Bisnis.com, SURABAYA – Lamanya proses dwelling time di pelabuhan bongkar muat yang terjadi di Indonesia disebabkan salah satunya oleh tingkat kesadaran importir atau forwarder dalam mengurus dokumen impor barang.
Kepala Humas PT Pelabuhan Indonesia (Pelindo) III, Edi Priyanto mengatakan proses dwelling time itu melibatkan banyak instansi di dalamnya. Hingga saat ini, dwelling time di Pelabuhan Perak Surabaya rata-rata masih 5,25 hari, meski pemerintah menarget dwelling time harus 3 hari bahkan 2 hari.
Sedangkan waiting time, lanjutnya, adalah tugas Pelindo operator, di mana kapal yang akan bersandar tidak perlu menunggu dan bisa langsung melakukan bongkar muat peti kemas.
“Di Pelabuhan Perak misalnya, kami sudah zero waiting time. Artinya kapal yang mau bongkar muat sudah langsung saat itu juga,” katanya kepada Bisnis, Jumat (16/9/2016).
Dia memaparkan dalam proses dwelling time di pelabuhan ini terdapat tiga proses, yakni pre-clearance, customs-clearance dan post- clearance.
Pada pre-clearance, melibatkan sedikitnya ada 15 instansi seperti Kementerian Perdagangan, BPOM, Karantina Tumbuhan dan Hewan, Ikan, Kementerian Kesehatan, Kementerian Perindustrian, Kementerian Lingkungan Hidup, Bapeten, Kemneterian ESDM, Kepolisian, Kementerian Kehutanan, dan Kementerian Kelautan dan Perikanan.
“Kalau importir itu sadar, semestinya proses pre-clearance bisa diurus lebih awal sebelum barang tiba di pelabuhan, tetapi kenyataannya banyak importir malah menunggu barang datang baru mereka mengurus. Apalagi pengurusan dokumen dari semua instansi itu harus di Jakarta, tidak ada di Surabaya,” jelas Edi.
Selain itu, lanjut Edi, kurangnya koordinasi antar instansi terkait perizinan Lartas atau barang larangan atau pembatasan, juga seringnya terjadi gangguan pada Indonesia Nasional Single Window (INSW).
Pada proses custom clearance, selama ini ada masalah lamanya waktu penyerahan hardcopy dokumen jalur kuning dan jalur merah, lamanya penarikan kontainer untuk diperiksa fisik, termasuk kesiapan penerbitan delivery order (DO) dari pelayaran dan perbankan pada hari-hari libur.

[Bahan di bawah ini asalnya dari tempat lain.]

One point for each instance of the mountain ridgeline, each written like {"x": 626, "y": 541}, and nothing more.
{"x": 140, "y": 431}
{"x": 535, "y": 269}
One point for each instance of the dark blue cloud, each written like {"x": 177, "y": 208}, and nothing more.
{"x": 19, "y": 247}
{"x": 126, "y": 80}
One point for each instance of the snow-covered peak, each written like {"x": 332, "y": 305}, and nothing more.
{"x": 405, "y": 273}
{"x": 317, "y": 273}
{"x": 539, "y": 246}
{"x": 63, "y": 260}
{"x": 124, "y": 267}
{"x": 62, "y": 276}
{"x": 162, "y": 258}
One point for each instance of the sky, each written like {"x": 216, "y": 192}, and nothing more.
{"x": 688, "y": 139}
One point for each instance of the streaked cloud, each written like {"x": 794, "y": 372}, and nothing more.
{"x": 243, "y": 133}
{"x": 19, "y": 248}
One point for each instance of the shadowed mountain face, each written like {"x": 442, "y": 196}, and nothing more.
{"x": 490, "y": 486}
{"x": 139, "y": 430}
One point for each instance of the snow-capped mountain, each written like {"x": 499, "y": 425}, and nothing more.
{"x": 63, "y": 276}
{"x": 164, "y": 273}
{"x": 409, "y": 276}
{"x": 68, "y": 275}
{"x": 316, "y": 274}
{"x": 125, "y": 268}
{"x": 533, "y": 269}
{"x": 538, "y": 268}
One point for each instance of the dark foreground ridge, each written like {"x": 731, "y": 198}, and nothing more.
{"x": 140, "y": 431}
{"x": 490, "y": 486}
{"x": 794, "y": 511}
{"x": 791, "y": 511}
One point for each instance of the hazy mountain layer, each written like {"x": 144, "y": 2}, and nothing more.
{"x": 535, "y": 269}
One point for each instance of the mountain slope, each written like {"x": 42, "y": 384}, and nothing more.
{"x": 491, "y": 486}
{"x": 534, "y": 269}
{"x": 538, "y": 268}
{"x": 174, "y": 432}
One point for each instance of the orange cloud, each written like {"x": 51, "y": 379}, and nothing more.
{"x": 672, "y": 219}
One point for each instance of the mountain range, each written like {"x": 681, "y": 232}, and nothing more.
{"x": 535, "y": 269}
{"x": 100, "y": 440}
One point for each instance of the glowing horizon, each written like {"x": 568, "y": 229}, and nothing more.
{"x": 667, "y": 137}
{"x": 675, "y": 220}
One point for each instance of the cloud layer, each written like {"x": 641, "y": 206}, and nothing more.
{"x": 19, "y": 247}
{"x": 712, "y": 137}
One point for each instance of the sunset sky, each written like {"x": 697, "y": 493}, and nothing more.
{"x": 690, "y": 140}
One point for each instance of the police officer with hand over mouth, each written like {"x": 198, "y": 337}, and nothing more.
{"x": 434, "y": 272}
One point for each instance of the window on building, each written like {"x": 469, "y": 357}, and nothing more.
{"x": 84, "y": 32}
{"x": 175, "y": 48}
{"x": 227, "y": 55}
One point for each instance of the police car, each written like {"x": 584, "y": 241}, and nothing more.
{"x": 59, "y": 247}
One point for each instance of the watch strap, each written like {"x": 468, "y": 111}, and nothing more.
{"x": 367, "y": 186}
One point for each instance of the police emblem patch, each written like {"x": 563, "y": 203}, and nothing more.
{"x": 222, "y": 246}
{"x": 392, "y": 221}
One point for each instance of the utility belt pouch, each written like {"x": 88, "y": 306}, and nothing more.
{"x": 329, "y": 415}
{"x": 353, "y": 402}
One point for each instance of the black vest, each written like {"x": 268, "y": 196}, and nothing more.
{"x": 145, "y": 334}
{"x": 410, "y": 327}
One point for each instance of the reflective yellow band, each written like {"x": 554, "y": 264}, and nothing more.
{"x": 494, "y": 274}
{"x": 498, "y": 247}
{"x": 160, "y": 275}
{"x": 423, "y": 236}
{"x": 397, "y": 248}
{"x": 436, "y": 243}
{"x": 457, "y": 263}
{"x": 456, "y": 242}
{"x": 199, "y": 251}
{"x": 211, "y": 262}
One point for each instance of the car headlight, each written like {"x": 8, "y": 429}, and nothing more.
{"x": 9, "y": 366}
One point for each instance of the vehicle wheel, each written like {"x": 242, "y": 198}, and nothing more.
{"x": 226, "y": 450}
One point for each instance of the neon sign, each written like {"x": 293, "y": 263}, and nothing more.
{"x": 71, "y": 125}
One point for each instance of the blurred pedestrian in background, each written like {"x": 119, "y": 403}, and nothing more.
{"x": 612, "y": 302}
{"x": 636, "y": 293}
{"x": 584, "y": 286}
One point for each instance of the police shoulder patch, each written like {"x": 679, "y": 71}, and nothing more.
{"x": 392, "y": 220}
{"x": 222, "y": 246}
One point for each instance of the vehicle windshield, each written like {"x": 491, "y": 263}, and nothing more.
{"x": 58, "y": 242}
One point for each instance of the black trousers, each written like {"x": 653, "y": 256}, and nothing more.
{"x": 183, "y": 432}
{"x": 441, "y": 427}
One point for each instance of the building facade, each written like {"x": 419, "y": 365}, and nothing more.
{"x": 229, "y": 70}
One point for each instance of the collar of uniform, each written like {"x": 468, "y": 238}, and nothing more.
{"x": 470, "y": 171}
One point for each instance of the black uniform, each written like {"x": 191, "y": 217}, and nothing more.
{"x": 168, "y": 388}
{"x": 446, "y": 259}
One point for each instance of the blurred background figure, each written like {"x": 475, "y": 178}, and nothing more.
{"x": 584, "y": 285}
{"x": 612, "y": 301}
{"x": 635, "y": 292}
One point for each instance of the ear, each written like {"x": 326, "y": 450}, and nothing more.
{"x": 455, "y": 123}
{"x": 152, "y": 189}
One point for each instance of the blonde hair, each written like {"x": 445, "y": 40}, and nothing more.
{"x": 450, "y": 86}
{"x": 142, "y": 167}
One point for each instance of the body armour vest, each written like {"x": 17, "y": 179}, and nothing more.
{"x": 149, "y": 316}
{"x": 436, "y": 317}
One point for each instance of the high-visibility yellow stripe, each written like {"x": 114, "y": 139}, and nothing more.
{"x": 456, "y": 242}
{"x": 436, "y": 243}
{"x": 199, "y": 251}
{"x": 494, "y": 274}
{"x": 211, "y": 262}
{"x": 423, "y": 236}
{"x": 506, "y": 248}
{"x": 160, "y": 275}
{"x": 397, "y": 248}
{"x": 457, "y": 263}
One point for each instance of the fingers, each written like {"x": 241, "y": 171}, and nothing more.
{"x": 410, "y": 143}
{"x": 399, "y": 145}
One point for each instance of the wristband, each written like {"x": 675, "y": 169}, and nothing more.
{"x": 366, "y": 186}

“Bahkan sudah ada instansi yang mendirikan pos pelayanan 24 jam sekalipun, terkadang tidak ada pemilik kontainer yang mau mengurus, ini kan tidak efisien,” imbuhnya.
Menurut Edi, untuk mengatasi masalah dwelling time diperlukan partisipasi aktif dari para pengusaha baik importir, eksportir, shipping agent, dan forwarder.
“Kalau hanya pemerintah saja yang berupaya keras menurunkan dwelling time tapi yang lain tidak berpartisipasi maka hasilnya sama saja,” imbuh Edi.